Pure Red Coral: The rarest of corals, pure red coral, or Corallium rubrum, is used mostly for jewelry making. Also known as fire coral or oxblood coral, the hue of the stone is a deep, rich red. The stone has been over-harvested, and because of this there is not much natural red coral left. Red coral lives deep in the ocean and is highly desirable. It's often set with other natural gemstones, especially turquoise, and looks stunning when paired with yellow gold. Much of the red coral on the market today is dyed to achieve the rich hue.

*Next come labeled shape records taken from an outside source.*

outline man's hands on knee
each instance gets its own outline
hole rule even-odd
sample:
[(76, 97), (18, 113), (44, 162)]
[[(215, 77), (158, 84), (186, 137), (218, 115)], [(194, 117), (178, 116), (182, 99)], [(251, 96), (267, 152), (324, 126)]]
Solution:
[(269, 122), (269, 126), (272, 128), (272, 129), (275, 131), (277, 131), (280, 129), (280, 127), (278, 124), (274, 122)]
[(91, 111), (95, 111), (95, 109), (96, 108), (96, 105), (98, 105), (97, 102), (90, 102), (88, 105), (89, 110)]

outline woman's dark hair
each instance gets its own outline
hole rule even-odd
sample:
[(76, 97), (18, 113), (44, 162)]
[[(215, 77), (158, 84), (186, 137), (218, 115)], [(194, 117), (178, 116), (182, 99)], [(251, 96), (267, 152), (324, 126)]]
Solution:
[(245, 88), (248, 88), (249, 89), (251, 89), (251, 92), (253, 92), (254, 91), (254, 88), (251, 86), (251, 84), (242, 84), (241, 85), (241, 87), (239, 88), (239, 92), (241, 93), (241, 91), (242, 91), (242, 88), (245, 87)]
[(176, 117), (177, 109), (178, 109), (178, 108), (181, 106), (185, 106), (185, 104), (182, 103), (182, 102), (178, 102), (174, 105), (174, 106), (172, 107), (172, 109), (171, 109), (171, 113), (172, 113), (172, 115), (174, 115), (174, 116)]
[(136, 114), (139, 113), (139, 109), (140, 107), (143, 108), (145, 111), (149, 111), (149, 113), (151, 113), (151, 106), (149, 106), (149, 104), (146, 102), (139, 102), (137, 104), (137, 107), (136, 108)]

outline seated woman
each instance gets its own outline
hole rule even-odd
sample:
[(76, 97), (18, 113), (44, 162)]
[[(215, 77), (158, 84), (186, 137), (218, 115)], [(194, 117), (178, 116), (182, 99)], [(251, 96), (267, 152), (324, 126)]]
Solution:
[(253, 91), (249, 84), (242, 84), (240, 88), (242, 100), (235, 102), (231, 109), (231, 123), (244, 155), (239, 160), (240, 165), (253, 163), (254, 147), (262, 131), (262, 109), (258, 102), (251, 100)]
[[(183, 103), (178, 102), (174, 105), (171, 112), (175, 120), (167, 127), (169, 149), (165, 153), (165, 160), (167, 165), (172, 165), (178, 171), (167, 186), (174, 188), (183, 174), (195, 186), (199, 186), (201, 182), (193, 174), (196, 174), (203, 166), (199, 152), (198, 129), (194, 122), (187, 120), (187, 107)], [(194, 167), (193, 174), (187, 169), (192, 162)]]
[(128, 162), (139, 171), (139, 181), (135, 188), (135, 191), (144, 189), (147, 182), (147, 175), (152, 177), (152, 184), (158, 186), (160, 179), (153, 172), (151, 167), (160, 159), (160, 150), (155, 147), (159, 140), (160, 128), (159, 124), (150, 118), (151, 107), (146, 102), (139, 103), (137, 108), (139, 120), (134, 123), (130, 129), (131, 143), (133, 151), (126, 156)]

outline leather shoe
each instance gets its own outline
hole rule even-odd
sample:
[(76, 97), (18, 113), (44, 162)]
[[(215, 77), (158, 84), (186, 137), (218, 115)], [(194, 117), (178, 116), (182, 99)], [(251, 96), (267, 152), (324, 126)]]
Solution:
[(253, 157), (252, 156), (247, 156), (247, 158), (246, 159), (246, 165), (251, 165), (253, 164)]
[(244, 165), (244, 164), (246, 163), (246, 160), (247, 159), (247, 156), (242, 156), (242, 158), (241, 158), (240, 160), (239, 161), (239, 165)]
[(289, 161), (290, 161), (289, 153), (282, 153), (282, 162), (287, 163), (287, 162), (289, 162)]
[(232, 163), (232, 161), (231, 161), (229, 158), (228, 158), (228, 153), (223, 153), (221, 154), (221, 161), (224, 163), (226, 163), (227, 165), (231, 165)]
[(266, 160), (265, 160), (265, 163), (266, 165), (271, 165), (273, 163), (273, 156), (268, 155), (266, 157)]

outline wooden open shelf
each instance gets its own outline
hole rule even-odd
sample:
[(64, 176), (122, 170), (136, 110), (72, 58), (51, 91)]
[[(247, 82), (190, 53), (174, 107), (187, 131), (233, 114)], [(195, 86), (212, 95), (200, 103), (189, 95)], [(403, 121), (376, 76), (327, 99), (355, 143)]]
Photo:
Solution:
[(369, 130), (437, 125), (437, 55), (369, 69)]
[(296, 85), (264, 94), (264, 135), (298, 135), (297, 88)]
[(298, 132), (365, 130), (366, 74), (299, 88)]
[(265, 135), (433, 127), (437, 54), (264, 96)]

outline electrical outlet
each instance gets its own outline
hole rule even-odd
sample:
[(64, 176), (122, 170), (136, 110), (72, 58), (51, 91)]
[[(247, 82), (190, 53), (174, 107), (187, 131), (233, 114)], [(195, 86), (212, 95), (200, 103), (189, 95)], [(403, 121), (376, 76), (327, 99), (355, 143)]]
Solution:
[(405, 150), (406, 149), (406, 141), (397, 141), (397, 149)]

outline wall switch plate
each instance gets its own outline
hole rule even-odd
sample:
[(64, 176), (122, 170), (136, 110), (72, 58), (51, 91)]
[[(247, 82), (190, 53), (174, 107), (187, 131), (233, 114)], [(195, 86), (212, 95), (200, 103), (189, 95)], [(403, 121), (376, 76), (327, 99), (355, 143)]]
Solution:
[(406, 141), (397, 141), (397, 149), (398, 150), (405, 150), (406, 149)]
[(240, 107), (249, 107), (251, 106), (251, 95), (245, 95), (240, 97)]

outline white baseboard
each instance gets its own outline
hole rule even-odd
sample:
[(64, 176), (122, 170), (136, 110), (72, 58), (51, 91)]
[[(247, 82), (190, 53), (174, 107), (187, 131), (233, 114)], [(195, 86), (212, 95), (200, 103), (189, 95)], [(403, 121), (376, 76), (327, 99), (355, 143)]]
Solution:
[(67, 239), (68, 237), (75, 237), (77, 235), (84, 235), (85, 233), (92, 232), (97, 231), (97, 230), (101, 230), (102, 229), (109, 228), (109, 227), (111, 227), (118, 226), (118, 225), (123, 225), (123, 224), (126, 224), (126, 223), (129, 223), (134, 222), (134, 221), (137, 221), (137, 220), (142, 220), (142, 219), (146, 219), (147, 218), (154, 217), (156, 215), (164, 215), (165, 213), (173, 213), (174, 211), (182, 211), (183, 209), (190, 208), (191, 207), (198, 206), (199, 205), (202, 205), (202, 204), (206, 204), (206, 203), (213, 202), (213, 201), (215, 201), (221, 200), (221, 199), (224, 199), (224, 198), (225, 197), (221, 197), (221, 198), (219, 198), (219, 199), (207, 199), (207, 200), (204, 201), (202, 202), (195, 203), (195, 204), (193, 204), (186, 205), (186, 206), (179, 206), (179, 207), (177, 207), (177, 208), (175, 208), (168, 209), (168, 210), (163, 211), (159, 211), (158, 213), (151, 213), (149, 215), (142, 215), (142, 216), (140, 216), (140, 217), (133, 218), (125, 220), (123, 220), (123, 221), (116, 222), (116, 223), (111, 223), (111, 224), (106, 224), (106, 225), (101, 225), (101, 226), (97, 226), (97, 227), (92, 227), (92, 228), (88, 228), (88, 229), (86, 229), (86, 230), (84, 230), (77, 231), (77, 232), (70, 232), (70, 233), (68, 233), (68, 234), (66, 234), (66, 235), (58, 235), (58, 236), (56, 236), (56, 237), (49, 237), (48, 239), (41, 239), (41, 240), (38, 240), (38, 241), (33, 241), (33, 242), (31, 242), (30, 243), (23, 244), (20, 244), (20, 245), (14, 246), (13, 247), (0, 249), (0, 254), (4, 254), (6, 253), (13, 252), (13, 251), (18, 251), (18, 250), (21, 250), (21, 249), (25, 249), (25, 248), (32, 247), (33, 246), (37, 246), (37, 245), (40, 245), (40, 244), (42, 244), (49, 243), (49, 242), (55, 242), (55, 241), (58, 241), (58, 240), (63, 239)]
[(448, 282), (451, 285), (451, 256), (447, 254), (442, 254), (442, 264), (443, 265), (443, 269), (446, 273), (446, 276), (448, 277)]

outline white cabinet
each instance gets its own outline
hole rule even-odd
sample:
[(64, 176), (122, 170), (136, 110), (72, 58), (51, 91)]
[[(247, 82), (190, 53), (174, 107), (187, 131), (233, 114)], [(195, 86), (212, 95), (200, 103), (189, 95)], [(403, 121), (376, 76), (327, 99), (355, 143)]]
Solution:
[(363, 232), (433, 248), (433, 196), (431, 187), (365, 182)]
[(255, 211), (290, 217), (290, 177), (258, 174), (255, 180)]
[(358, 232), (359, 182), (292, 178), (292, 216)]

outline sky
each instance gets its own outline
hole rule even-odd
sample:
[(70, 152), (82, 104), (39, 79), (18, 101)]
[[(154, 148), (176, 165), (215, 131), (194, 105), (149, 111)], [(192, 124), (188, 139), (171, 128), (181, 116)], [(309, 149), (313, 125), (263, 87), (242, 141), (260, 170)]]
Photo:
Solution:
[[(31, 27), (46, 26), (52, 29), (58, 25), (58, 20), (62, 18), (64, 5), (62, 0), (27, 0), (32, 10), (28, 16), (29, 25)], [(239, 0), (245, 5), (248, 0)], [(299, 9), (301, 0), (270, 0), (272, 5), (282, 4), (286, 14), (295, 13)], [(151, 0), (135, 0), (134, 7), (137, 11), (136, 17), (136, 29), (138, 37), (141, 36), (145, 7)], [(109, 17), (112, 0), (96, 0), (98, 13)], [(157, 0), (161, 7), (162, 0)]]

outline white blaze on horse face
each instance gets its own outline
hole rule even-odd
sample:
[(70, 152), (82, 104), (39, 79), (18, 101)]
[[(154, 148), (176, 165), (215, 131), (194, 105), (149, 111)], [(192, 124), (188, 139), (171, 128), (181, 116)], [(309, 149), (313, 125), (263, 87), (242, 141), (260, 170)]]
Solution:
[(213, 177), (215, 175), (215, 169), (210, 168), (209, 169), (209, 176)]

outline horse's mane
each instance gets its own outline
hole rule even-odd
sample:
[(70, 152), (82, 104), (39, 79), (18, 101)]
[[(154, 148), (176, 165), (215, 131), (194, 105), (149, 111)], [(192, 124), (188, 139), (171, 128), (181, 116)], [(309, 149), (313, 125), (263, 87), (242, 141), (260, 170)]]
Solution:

Simulated and Reconstituted Coral: When coral is reconstituted, it means that one piece of coral is made of other natural ocean material, small pieces of coral or coral powder that have been soaked in binding agents, pressed into one solid piece and then re-cut to be set into jewelry. Reconstituted coral is usually dyed to achieve a more uniform appearance. Simulated coral is not real natural coral at all, and can be made from any number of man-made materials, such as plastic or resin, to resemble the real stone.
Black and Angel Skin Coral: Black coral, which is no longer available commercially, used to be harvested in Mexico and the Caribbean and can still be found in pieces of vintage jewelry. Black coral grows in the shape of a tree and doesn't become black until after it's harvested. It's extreme rarity and small size--it takes lots of black coral to get enough to make just one piece of jewelry--means that it can't be used commercially any more. A pink coral called Angel Skin comes from the South Pacific and is often used for jewelry. It's rarity makes it expensive, though generally speaking, it's of lower quality than the more popular red coral.
Bamboo Coral: Bamboo coral grows in many areas of the ocean and is used widely in jewelry, either dyed red or in it's natural state of marbled hues of green and brown. It is mostly used to create coral beads.